Einige Fakten allerdings sind traurige Gewissheit, belegt in meinem bald sechzigjährigen Dasein: Es schafften nicht einmal manche enge Verwandte, mich nicht grundlegend zu enttäuschen, schon gar nicht schafften das sogenannte „gute Bekannte“ oder „enge Freunde“ (Enge Freundschaft verstehe ich inzwischen nur noch im Sinne einer körperlichen Aktion): Sobald du für andere nicht mehr nützlich bist (hier: tatsächlich im engsten Sinne des Wortes), bespucken sie die geknüpfte oder geerbte Beziehung. Und in der Arbeitswelt – es ist traurige Gewissheit – hatte ich bislang nur mit Hyänen zu tun. Gut, ich hätte vielleicht nicht 20 Jahre pädophilen Pfaffen dienen sollen, um deren Pressearbeit und Werbung zu machen, jedoch traf ich auch im Design für große Firmen im Grunde nur auf eitle Idioten, die in ihren „Ämtern“ sitzen und von oben herab regieren. Nicht umsonst hört man in der Design- und Werbewelt sehr oft: „Take the money and run.“

Jüngst allerdings – und dies ist mir zugegeben nun zu viel –, da lese ich von „wiederaufgenommenen Parties“, die scheinbar derart wichtig zu sein scheinen, dass die Zeitungen voll davon sind – während in der Ukraine jeden Tag unschuldig betroffene Kinder, Frauen, Alte und gezwungenermaßen Männer als Freiheitsverteidiger sterben. Im Fernsehen sehe ich Warteschlangen der Flüchtenden an ukrainischen Grenzen, zugleich betrunken stammelnde junge Menschen, die in unseren Großstädten vor Clubs und Tanzpalästen in Warteschlange stehen, um endlich wieder (Zitat, gebrüllt) „abzutanzen!“. Tags darauf lese ich in einer Zeitung, dass manche ohnmächtig wurden angesichts des Andrangs vor den Türen der Vergnügungszentren. Ich finde keine Antwort auf die Frage: Was, bitte, gibt es zu „feiern“? Einfacher hingegen zu beantworten ist die Frage, ob es sich bei all diesen Menschen einfach nur um Idioten handelt, denn da genügt ein einfaches Ja. 

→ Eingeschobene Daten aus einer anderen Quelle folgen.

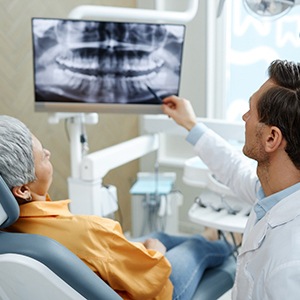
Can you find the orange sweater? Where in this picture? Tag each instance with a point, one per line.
(128, 267)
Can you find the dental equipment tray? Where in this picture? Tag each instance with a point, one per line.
(151, 183)
(221, 220)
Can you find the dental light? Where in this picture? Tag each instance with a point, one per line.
(269, 9)
(265, 9)
(123, 13)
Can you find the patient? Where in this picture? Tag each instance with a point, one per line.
(162, 267)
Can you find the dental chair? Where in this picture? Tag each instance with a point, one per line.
(37, 267)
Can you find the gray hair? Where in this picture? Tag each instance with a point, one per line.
(16, 152)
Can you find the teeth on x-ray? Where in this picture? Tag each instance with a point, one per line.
(107, 62)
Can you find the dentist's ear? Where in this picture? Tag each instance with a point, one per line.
(274, 139)
(22, 192)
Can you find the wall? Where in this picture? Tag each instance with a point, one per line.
(16, 96)
(193, 87)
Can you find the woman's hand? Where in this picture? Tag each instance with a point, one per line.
(155, 244)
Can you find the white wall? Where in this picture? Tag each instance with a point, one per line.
(193, 87)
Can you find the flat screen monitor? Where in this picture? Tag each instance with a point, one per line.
(100, 66)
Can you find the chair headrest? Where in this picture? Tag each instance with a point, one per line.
(9, 208)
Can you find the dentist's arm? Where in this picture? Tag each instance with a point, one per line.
(180, 110)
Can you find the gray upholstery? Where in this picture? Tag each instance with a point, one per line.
(73, 271)
(57, 258)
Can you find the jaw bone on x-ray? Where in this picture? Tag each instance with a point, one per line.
(106, 62)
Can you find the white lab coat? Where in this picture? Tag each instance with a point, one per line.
(269, 261)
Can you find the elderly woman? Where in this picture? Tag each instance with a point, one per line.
(162, 267)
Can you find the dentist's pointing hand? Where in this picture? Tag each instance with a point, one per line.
(180, 110)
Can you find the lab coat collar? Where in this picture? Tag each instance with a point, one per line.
(283, 212)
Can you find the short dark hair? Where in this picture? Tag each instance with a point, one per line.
(280, 105)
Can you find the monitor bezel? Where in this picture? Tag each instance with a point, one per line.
(87, 107)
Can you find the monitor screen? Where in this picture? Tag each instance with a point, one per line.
(100, 66)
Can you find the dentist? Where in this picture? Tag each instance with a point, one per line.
(269, 260)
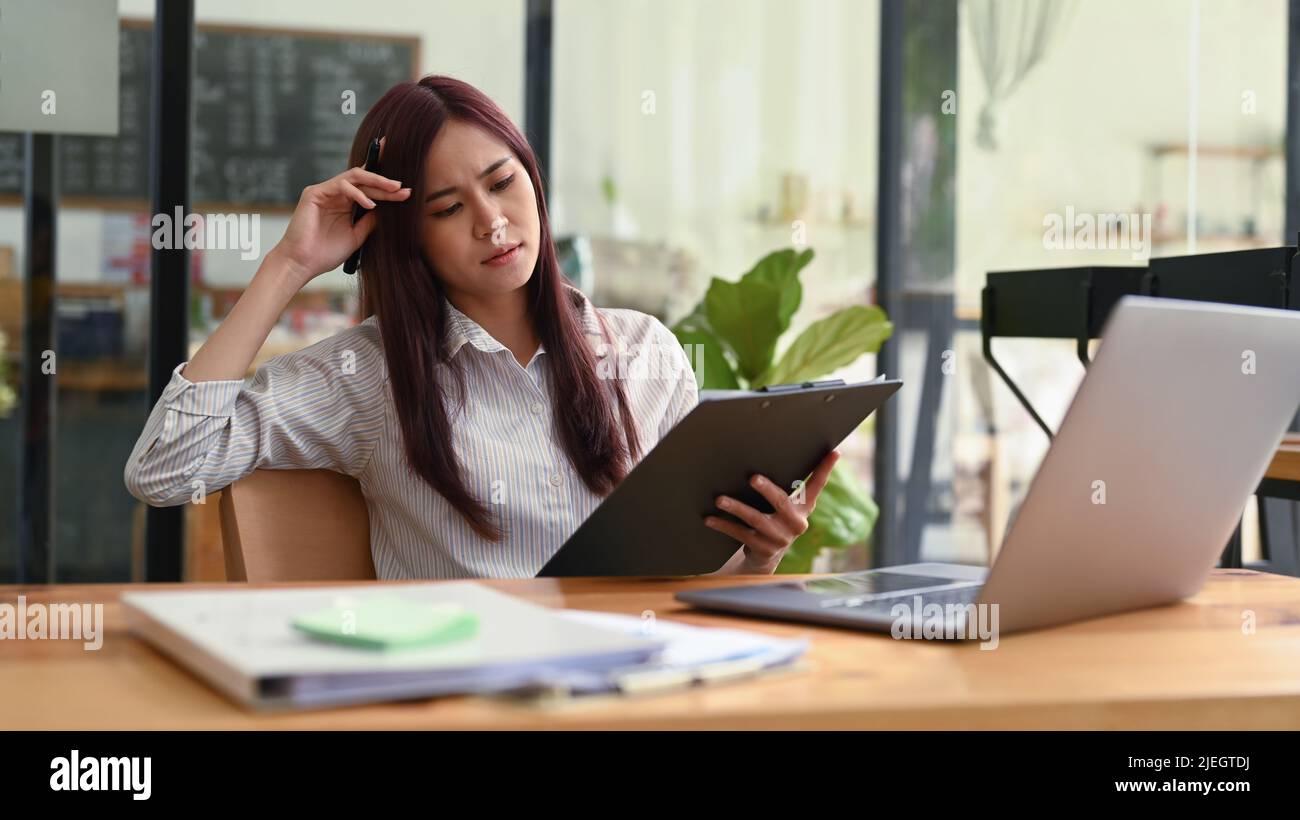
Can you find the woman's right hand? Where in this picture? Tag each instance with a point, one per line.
(320, 234)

Gestern schließlich fuhr ich zu einer Demonstration gegen den Krieg. Haben während der Pandemie noch zehntausende Volltrotteln jeden Tag auf die Straße gefunden, um für ihre fragwürdige Freiheit zu demonstrieren, so fanden sich gestern nur ganz wenige Menschen auf dem Grazer Hauptplatz ein. Demoschilder lagen zuhauf herum, ungenutzt. Spätestens da wurde mir deutlich vor Augen geführt: Die Leut’, das sind alles hoffnungslos Verlorene. Sie haben nichts kapiert, sie alle werden blöd sterben und während sie verrecken, werden sie sich darüber aufregen, dass niemand etwas dagegen getan hat. 

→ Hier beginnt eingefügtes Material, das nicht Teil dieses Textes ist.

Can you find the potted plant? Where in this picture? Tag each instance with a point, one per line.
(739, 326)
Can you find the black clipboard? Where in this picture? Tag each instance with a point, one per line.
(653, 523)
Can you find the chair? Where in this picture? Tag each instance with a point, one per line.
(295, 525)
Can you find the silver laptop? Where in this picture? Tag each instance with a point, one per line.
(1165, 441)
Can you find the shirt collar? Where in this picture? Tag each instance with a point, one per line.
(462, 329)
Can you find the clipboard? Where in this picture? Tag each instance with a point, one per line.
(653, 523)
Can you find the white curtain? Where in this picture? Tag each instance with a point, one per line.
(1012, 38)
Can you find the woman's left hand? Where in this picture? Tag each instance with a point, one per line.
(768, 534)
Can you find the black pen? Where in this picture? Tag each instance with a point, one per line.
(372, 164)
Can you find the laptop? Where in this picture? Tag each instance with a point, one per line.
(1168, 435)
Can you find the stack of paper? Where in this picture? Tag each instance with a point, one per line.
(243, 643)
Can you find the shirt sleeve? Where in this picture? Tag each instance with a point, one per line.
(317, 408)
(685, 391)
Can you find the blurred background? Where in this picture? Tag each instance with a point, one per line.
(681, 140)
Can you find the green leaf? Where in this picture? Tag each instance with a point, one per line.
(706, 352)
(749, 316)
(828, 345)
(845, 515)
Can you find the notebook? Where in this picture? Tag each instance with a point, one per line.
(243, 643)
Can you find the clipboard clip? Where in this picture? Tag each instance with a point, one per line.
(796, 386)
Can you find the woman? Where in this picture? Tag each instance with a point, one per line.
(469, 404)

Ich bin sicher, viele unter Ihnen, die schon etwas älter sind, denken ähnlich: „Wer in einem gewissen Alter nicht merkt, dass er hauptsächlich von Idioten umgeben ist, merkt es aus einem gewissen Grunde nicht“, meinte schon der 1960 verstorbene Schauspieler und Schriftsteller Curt Götz. Und so ziehe ich mich immer mehr zurück in meine Einsamkeit – und glauben Sie mir: Sie ist herrlich wohltuend.